科学論文は、査読者同士のコミュニケーションのために書かれるものであって、他の人が完全に再現するために書かれているわけではない。この構造的な性質のせいで、著者は実装の細かい暗黙知(関係性の中でしか伝わらない知識、身体で覚えた感覚、その場にいないと共有されない集合的な知識)を日常的に省略してしまう。

実際、自動化された論文再現の研究では、この省略によって平均10.04%もの性能ギャップが生まれることが実証されている。「論文通りにやったのに再現できない」という経験がある人にとっては、身に覚えのある数字ではないだろうか。

アカデミアの雇用構造そのものが、継承を難しくしている

企業の属人化と違い、研究室にはアカデミア特有の脆弱性もある。ポスドクや学生の在籍期間は短く、人材の流動性が高い。技術やノウハウがようやく身についた頃に、その人は次のポジションへ移っていく。

研究・資金獲得・教育・管理に忙殺されるPI(研究室主宰者)自身も、現場での指導に十分な時間を割けないことが多い。技術継承を専門に担う常勤ポジションを設けるべきだという制度的な提案もあるが、一般化されるにはまだ時間がかかりそうだ。

AIによる新しいアプローチも生まれている

こうした状況に対して、AIを使った新しいアプローチも実証段階に入っている。海外の研究機関では、実験室の様子を撮影した動画をAIエージェントが解析し、手順のミスを検出したり、動画から出版可能なプロトコルを自動生成したりする取り組みが報告されている。手順ミスの検出率は74%、プロトコル生成は手動作成に比べて10倍速いという結果も出ている。

これは、人間が言語化するプロセスを介さずに、動画という非言語的な記録から直接ノウハウを抽出しようとする試みだ。これまでのナレッジマネジメント手法(電子実験ノートやマニュアル化)が「言語化された記録」に頼っていたのに対して、大きく発想が異なるアプローチと言える。

一般的な対策と、その限界

現時点で研究の現場に紹介されている対策には、次のようなものがある。

  • 電子実験ノート(ELN)・LIMSの導入:データを一元管理し、検索性・共同作業性を高める
  • ナレッジ移転文書のテンプレート化:プロジェクトの引き継ぎファイル、フォルダ単位のREADME、オフボーディングチェックリストなど
  • データ管理トレーニング:日付・プロジェクト名の付け方、フォルダ共有のルール、SOPの整備

ただ、これらの対策には共通の壁がある。暗黙知の捕捉には、研究者自身が抵抗しがちな追加の労力が必要で、組織的な合意形成なしには定着しない、という点だ。「解決策は存在するが、実装が続かない」というのが実情に近い。

私自身も、この問題に苦しんだ一人だった

正直に言うと、これは私自身が研究室で何度も経験してきたことでもある。似たテーマの実験をしているのに、先輩が卒業したことで失われたノウハウを、後輩が知らずにもう一度たどり直す。それを何度も目にしてきた。
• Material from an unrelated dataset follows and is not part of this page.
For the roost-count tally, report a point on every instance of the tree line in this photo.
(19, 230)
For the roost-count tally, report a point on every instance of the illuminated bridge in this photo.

この経験がきっかけで、Obsidianと生成AIエージェントを組み合わせたナレッジベースの構築を始めた。結果として、1ヶ月の間に膨大な数のナレッジ記事が蓄積された。今では、自分が言語化していなかった判断の背景まで、他のメンバーがAIエージェント経由で引き出せる仕組みにまで育っている。

具体的にどんな設計にしたのか——どの情報をAIに自動で書き込ませ、どの情報を人間の確認に残すか、そして「メンバーそれぞれのノウハウを、統合せずに掛け合わせる」ために何を工夫したか、といった実装の詳細は、有料noteの記事にまとめている。研究室に限らず、属人化しがちなノウハウを抱えるチームであれば応用できる内容になっているので、気になる方はあわせて読んでみてほしい。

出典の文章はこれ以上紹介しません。